After graduating from Iowa State with an engineering degree, he headed off to AK. During his college years, he and some college fraternity friends had gone west to work summers on the construction crews building the Hoover Dam. While working on the dam, he heard stories about gold mining in AK, and that must have sparked an interest because that became his first job after graduation. Whether he didn't make the money he thought he'd make or he was ready for another adventure, he joined the crew of a salmon fishing boat. After this job he worked in the Alaska canneries packing salmon. From there he headed to Monterey, Calif., to work on Cannery Row.
Unpredictably, he would show up on his parents' farm between these adventures, a surprise that made everyone happy. Soon he'd be off again to the West searching for something else. During the mid 1940's he married a divorcee with twins. He became a jeweler and opened up a shop in Okla. While working in this area he attended a nearby university and studied optometry. He headed off to sunny Calif. and set up shop in Anaheim as an optometrist, a profession he had for the rest of his life.
Sam and Evelyn showed up in Reinbeck in 1953 when Jackie was a sophomore to introduce his new wife to his Iowa family. And that was the last we ever saw of Evelyn unless we trekked to Calif. She was a stand-offish person, not the type that fit into our family.

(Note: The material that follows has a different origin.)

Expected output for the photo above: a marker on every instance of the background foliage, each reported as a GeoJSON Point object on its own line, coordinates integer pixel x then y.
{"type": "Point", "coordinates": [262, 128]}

In the summer of 1966, Uncle Sam showed up unexpectedly in Reinbeck. It was the first time since 1958 when he'd flown in to surprise his parents on their fiftieth anniversary. He stayed for two weeks, an unheard of amount of time for him. No one thought anything of it since this was so typical of Uncle Sam. The following January, our Uncle Ralph in Calif. called his parents and sisters in Reinbeck and let them know that Sam had terminal liver cancer and only a few weeks to live. Everyone speculated that the summer visit had been planned while he was still healthy enough to travel and hide his condition.
My grandfather and aunt traveled to the funeral. My grandfather paid for all of the funeral expenses because he thought he should as the father. It was at this time that the idea was proposed that Sam should be buried in Reinbeck. Evelyn nixed that proposal without a second thought.
Those family members who attended the re-interment on Monday were Jackie and Harry Birdsell of Hampton; Pat Birdsell of Mesa, Arizona; Anne Birdsell and Justin Vorster, and Stephanie and Ryan Gustafson, all of Ankeny; Larry and Susan Robinson of Colorado Springs, Colorado; Tim Robinson of Des Moines; Logan Galanits of Mason City; Don, Laurie, Steve, and Josh Weiermann of Chelsea; Sheridan and Mary Lou Downey, Jim, Deanna, and Josh Spear, Pam Davis, Daryl and Carla Downey, Nate and Chelsea Chevelle and family, and Randy and Diane Staker, all of Reinbeck; Breanna Vint of Morrison; Jason Staker of Toledo; Clair and Blanche Koobs of Grundy Center; and Billy and Doris Tessau of Gladbrook. Joel Love of the Reinbeck UCC officiated at the service.